Voice AI Startup Rime Raises 24 Million Dollars to Fix What Makes AI Phone Calls Feel Fake

A San Francisco startup building AI voices that customers actually want to keep talking to has closed a new funding round aimed at pushing the technology past its current, often awkward, limitations.
Rime has raised 24 million dollars in a Series A round led by M13 Ventures, with participation from Twilio Ventures, Corazon Capital, and existing backer Unusual Ventures. The round follows a 5.5 million dollar seed raised in May of last year and brings Morgan Blumberg of M13 onto the company's board.
The company was founded in 2022 by Lily Clifford, a former Stanford computational linguistics PhD student, alongside ex‑Amazon Alexa engineer Brooke Larson and Stanford engineer Ares Geovanos. Rather than train its voice models on scraped internet audio, the way much of the industry does, Rime built its own recording studio in San Francisco to capture real conversational speech. That decision shapes the company's entire pitch, since it means the models are tuned specifically for how people actually talk on the phone rather than how they read audiobooks or scripted lines.
Clifford has been blunt about the gap she is trying to close. Large language models made it far easier to build voice applications that technically function, she has said, but they did not change how those interactions actually feel to the person on the other end of the line. Talking to most voice AI agents today still resembles an old‑fashioned phone menu system, just with a smoother voice attached to it.
Rime's technical approach centers on a phoneme‑based architecture that adapts to the correct pronunciation of brand names, medical terms, and industry‑specific vocabulary without requiring each customer to retrain the underlying model. That matters more than it might sound, since mispronouncing a company name or a drug name on a support call is exactly the kind of small failure that breaks a customer's trust in an automated system. The company says its approach also keeps callers on the line longer compared with competing voice platforms, a metric that has helped it land enterprise contracts with Mayo Clinic, Dialpad, Upstart, and Asurion.
The startup currently powers close to 100 million phone calls a month across healthcare, food service, airlines, and fintech, according to the company. That scale puts it in a category increasingly described as one of voice AI's clearest commercial wins so far, since handling live customer calls in sales, support, and scheduling has proven to be one of the few voice AI use cases with immediate, measurable enterprise demand.
With the new capital, Rime plans to grow its 35‑person team by hiring across model development, engineering, and partnerships. The company recently brought on Rafael Valle as chief scientist, who previously worked on audio understanding research at Meta Superintelligence Labs and Nvidia's applied deep learning audio team. His hire signals where Rime intends to focus next, on collapsing its current pipeline of separate speech‑to‑text, language, and text‑to‑speech models into a single, faster speech‑to‑speech system.
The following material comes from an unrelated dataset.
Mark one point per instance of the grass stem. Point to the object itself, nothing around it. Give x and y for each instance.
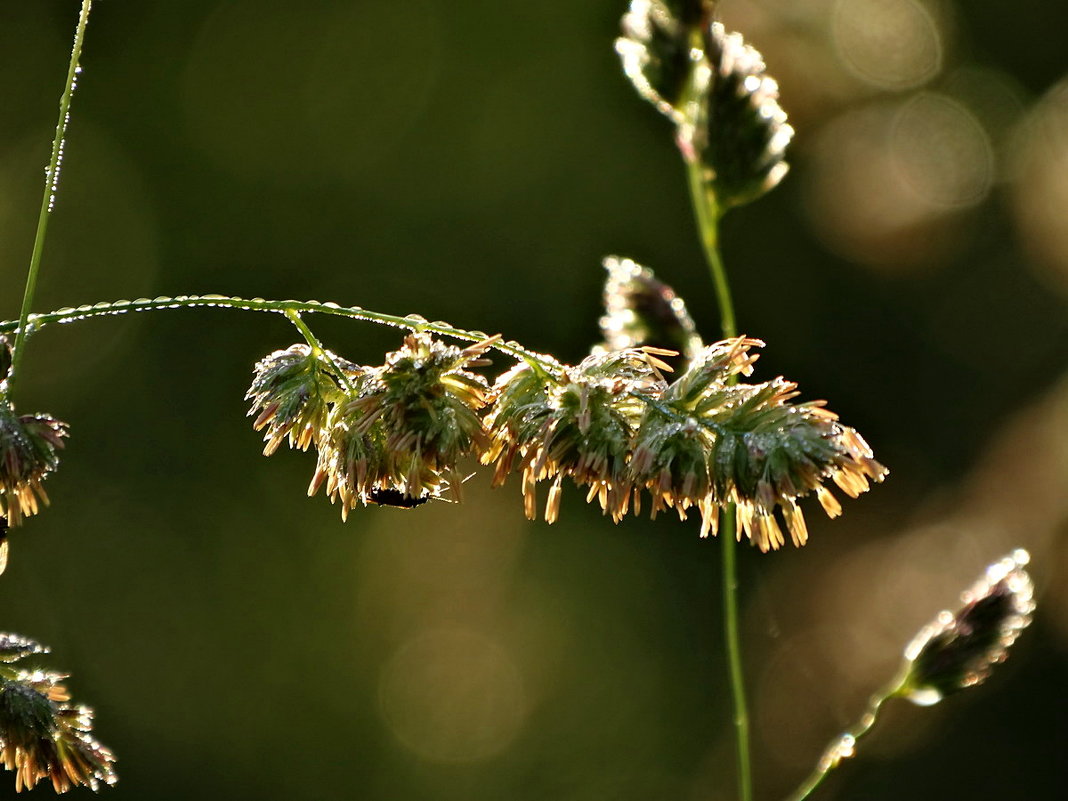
(51, 188)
That technical shift matters because it directly targets the latency and turn‑taking problems that make automated calls feel stilted. A caller pausing mid‑sentence, background noise interrupting a response, or an awkward gap before the AI replies are the kinds of small frictions that separate systems people tolerate from systems people actually prefer. Moving to a unified speech‑to‑speech model is also intended to reduce Rime's dependence on orchestrating multiple separate systems, simplifying both performance and reliability.
The funding round arrives as the voice AI sector continues attracting significant capital and increasingly direct competition. Companies including ElevenLabs have expanded beyond pure voice modeling into orchestration and full application layers, pushing into territory occupied by conversational AI platforms like Sierra and Decagon. Blumberg, the M13 partner joining Rime's board, framed the company's staying power differently, arguing there remains substantial technical work left to do on building the single best‑performing model with low latency and high reliability, particularly for customers operating in regulated industries like healthcare and finance where compliance requirements are strict.
Rime's emphasis on staying focused purely on the modeling layer, rather than expanding into a broader application or orchestration platform, appears to be a deliberate bet that the underlying quality of the voice itself remains an unsolved problem worth specializing in. Independent testing has offered some support for that positioning. A survey‑based study conducted by a research firm using nearly 100,000 calls to households across the United States found that more people completed surveys with Rime's voice than with competing systems from ElevenLabs and Google, suggesting that the specific choice of voice model can meaningfully affect whether people stay engaged with an automated call rather than hanging up early.